The five banks issued with new directions are Santander, Lloyds Banking Group (LBG), HSBC, Danske Bank and Bank of Ireland. The directions were issued because these banks have failed to deliver all aspects of their App-to-App functionality by the date set out in the Agreed Timetable and Project Plan.

A spokesperson for Santander said by email: “The services required to deliver the App-to-App solution are complex and Santander wants to ensure that when we deliver the service to the third party providers and customers is has been rigorously tested and a series of controlled steps have been taken to full deployment. The August 22 date has been defined by Santander and we are focused on delivering to this date.”

Commenting on the new directions, trustee of the OBIE, Imran Gulamhuseinwala OBE, said in a statement the deadline misses were “disappointing” though he acknowledged that Open Banking was “gaining momentum and traction” despite it being in its infancy.

O’Keefe believes these new directions emphasise that “incumbents are struggling to make technical changes” particularly when combined with a 480% increase in incident reporting between 2018 and 2017; something that concerns the PSR panel upon which O’Keefe sits.

“The pace at which they run makes you question the faith you have in banks culturally and mentally being able to develop and deploy an app quickly. I just don’t think incumbents are capable of doing it.

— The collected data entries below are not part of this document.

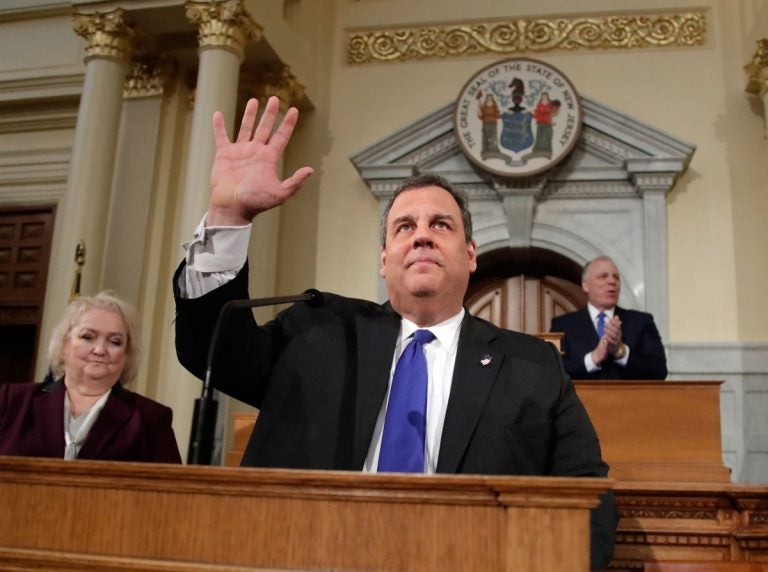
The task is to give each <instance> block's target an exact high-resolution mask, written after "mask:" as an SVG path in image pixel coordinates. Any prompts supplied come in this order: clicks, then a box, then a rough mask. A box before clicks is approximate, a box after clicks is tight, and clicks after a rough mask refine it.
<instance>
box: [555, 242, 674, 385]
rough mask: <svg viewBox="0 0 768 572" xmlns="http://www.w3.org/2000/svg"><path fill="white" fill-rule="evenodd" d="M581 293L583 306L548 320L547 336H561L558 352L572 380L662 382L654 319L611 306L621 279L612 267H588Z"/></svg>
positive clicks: (663, 351)
mask: <svg viewBox="0 0 768 572" xmlns="http://www.w3.org/2000/svg"><path fill="white" fill-rule="evenodd" d="M581 287H582V288H583V290H584V292H586V294H587V306H586V307H585V308H582V309H581V310H578V311H576V312H571V313H569V314H564V315H562V316H558V317H556V318H554V319H553V320H552V325H551V327H550V331H552V332H563V333H564V334H565V336H564V338H563V340H562V345H561V349H562V351H563V362H564V364H565V369H566V371H567V372H568V374H569V375H570V376H571V377H572V378H574V379H664V378H665V377H667V357H666V354H665V353H664V346H663V345H662V343H661V336H660V335H659V330H658V329H657V328H656V324H654V323H653V316H651V315H650V314H648V313H646V312H638V311H636V310H625V309H624V308H620V307H619V306H617V305H616V304H617V303H618V300H619V294H620V293H621V276H620V275H619V270H618V269H617V268H616V265H615V264H614V263H613V261H612V260H611V259H610V258H608V257H607V256H600V257H598V258H595V259H594V260H592V261H590V262H588V263H587V264H586V265H585V266H584V271H583V273H582V281H581Z"/></svg>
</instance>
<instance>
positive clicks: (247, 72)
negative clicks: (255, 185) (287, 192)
mask: <svg viewBox="0 0 768 572" xmlns="http://www.w3.org/2000/svg"><path fill="white" fill-rule="evenodd" d="M239 92H240V99H247V98H250V97H256V98H258V100H259V103H260V104H261V105H262V106H264V105H265V104H266V103H267V100H268V99H269V98H270V97H272V96H276V97H277V98H278V99H280V113H281V116H280V117H278V122H279V121H281V120H282V114H283V113H285V112H286V111H287V110H288V108H289V107H294V106H295V107H298V106H300V105H301V104H302V102H303V101H304V100H305V96H304V86H303V85H301V84H300V83H299V82H298V81H297V80H296V77H295V76H294V75H293V74H292V73H291V71H290V69H289V67H288V66H286V65H284V64H279V63H278V64H270V65H258V66H248V67H247V68H245V69H243V73H242V75H241V78H240V89H239ZM279 170H280V172H282V170H283V166H282V164H280V165H279ZM281 212H282V209H272V210H269V211H267V212H264V213H261V214H260V215H259V216H258V217H256V219H254V221H253V229H252V231H251V243H250V245H249V248H248V258H249V261H250V264H251V268H252V271H251V272H250V274H249V277H250V284H249V291H250V293H251V296H252V297H254V298H259V297H266V296H274V295H275V294H277V292H275V288H276V285H277V260H278V250H277V248H276V246H275V245H277V244H278V243H279V241H278V234H279V231H280V213H281ZM275 310H276V308H257V309H255V310H254V315H255V316H256V319H257V320H268V319H270V318H272V317H273V316H274V312H275Z"/></svg>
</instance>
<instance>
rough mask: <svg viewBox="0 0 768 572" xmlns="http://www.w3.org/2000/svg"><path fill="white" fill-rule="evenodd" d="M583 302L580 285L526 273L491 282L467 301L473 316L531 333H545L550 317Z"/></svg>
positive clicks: (583, 296) (568, 309) (546, 330)
mask: <svg viewBox="0 0 768 572" xmlns="http://www.w3.org/2000/svg"><path fill="white" fill-rule="evenodd" d="M585 303H586V302H585V295H584V292H583V291H582V290H581V287H580V286H579V285H577V284H575V283H573V282H571V281H570V280H566V279H564V278H558V277H555V276H544V277H538V276H526V275H525V274H520V275H518V276H512V277H509V278H502V279H498V280H495V281H492V282H490V283H489V284H487V285H485V286H484V287H482V288H481V289H479V290H477V291H476V292H474V293H471V294H470V295H469V297H468V298H467V300H466V306H467V308H468V309H469V312H470V313H471V314H472V315H473V316H477V317H479V318H483V319H485V320H488V321H489V322H492V323H493V324H496V325H497V326H499V327H502V328H506V329H509V330H515V331H518V332H524V333H526V334H532V335H537V334H542V333H545V332H548V331H549V325H550V323H551V321H552V318H554V317H555V316H560V315H561V314H565V313H567V312H572V311H574V310H576V309H578V308H581V307H582V306H583V305H584V304H585Z"/></svg>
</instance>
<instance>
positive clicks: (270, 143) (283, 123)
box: [269, 107, 299, 153]
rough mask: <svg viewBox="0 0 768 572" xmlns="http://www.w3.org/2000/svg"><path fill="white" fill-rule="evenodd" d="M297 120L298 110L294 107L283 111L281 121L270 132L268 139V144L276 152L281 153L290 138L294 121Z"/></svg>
mask: <svg viewBox="0 0 768 572" xmlns="http://www.w3.org/2000/svg"><path fill="white" fill-rule="evenodd" d="M298 120H299V111H298V109H296V108H295V107H291V108H290V109H289V110H288V111H286V112H285V116H284V117H283V120H282V122H280V126H279V127H278V128H277V130H276V131H275V132H274V133H273V134H272V137H271V138H270V139H269V146H270V147H272V148H273V149H274V150H275V151H277V153H282V152H283V151H284V150H285V148H286V146H287V145H288V141H290V140H291V135H292V134H293V129H294V127H296V122H297V121H298Z"/></svg>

“It’s becoming apparent that the banks are struggling to cope with mandatory change never mind innovative change. You see incumbents bringing out functionalities a year after it’s been introduced by the challengers,” says O’Keefe.

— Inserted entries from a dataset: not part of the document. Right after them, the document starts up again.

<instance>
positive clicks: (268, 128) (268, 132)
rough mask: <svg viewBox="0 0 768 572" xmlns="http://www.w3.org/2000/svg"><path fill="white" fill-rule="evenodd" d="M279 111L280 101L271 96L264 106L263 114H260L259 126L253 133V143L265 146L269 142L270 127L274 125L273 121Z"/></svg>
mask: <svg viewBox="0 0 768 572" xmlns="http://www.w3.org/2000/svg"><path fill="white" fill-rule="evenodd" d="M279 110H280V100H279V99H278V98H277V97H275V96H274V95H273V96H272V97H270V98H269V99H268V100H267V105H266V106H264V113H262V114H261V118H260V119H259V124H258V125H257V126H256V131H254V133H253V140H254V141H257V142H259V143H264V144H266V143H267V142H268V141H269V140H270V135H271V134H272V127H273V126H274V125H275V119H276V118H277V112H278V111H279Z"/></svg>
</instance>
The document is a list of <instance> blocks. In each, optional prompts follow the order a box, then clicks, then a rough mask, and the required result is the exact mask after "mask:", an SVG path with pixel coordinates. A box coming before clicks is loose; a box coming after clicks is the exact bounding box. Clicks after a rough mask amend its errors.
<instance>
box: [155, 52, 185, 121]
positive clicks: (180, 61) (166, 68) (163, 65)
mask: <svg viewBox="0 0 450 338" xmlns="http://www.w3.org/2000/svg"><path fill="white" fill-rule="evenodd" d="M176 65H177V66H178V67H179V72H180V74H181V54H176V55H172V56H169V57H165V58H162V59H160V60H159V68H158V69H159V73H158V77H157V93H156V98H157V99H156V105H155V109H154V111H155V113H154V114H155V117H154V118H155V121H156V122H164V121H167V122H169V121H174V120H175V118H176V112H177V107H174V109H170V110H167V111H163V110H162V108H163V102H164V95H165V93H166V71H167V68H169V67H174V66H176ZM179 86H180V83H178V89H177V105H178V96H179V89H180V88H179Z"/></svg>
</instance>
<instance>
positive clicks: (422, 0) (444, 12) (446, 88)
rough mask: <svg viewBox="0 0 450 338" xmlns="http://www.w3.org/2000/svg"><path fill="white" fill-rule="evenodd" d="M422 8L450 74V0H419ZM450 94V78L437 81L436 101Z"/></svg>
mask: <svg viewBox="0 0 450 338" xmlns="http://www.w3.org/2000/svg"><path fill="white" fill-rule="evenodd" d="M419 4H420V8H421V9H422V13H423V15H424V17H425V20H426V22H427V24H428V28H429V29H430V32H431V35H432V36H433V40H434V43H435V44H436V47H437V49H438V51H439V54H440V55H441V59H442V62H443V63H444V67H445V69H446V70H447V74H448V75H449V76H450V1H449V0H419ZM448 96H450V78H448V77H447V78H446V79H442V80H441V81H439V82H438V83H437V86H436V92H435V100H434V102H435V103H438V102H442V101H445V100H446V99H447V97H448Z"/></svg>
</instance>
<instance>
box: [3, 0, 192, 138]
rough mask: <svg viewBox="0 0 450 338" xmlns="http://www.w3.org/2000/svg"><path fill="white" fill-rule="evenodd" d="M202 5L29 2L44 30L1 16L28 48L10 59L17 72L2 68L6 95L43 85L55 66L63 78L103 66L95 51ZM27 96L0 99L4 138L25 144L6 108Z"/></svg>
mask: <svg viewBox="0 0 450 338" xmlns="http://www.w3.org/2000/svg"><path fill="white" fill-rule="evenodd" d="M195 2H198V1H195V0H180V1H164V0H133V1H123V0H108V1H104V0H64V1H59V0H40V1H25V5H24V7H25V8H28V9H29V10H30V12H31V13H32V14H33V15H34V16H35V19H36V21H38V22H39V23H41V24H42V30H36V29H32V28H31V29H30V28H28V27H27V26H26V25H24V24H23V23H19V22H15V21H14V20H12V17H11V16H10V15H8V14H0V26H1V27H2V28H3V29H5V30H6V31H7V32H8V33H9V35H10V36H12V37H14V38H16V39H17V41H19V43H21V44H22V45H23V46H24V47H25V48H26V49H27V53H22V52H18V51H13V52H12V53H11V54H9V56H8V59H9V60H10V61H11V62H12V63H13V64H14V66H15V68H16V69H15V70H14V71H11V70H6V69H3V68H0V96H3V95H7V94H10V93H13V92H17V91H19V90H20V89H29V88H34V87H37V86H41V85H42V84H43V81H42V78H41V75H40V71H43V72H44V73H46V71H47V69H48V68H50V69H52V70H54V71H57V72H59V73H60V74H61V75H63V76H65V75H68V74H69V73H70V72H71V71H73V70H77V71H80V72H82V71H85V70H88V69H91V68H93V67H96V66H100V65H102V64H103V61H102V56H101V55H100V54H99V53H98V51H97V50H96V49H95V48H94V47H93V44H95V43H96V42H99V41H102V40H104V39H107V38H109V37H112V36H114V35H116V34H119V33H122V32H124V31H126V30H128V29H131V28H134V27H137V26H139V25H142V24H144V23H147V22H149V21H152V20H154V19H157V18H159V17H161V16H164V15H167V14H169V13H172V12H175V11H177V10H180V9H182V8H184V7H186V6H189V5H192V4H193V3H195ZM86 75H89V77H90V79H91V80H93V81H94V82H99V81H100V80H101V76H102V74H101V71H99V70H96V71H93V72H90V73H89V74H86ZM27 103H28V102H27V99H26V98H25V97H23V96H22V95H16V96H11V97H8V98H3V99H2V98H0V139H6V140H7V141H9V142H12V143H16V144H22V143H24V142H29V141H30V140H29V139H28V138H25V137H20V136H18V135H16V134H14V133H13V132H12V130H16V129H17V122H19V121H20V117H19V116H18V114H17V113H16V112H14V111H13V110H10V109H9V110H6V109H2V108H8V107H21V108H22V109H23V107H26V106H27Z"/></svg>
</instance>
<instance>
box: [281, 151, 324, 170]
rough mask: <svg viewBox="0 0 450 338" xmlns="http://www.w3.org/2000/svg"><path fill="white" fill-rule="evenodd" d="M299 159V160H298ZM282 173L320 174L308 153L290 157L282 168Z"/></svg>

This week, NatWest announced the launch of its Mimo personal finance manager (PFM) following 18 months in development, according to a spokesperson.

O’Keefe points to the lengthy deployment of HSBC’s Connected Money app which is a standalone app and therefore separate of legacy constraints, he reasons.

“Back in 2016 HSBC said they were researching this beta app,” says O’Keefe, “built it and piloted it with their staff, but in the back end of 2017 they go public beta trial on iOS - which was 18 months to get a beta to public.

“Here we are in April and we still don’t have Android support despite it being promised in 2018 for rollout in March [2019],” he says.

A spokesperson for HSBC confirmed that Android support would come in the second quarter of 2019.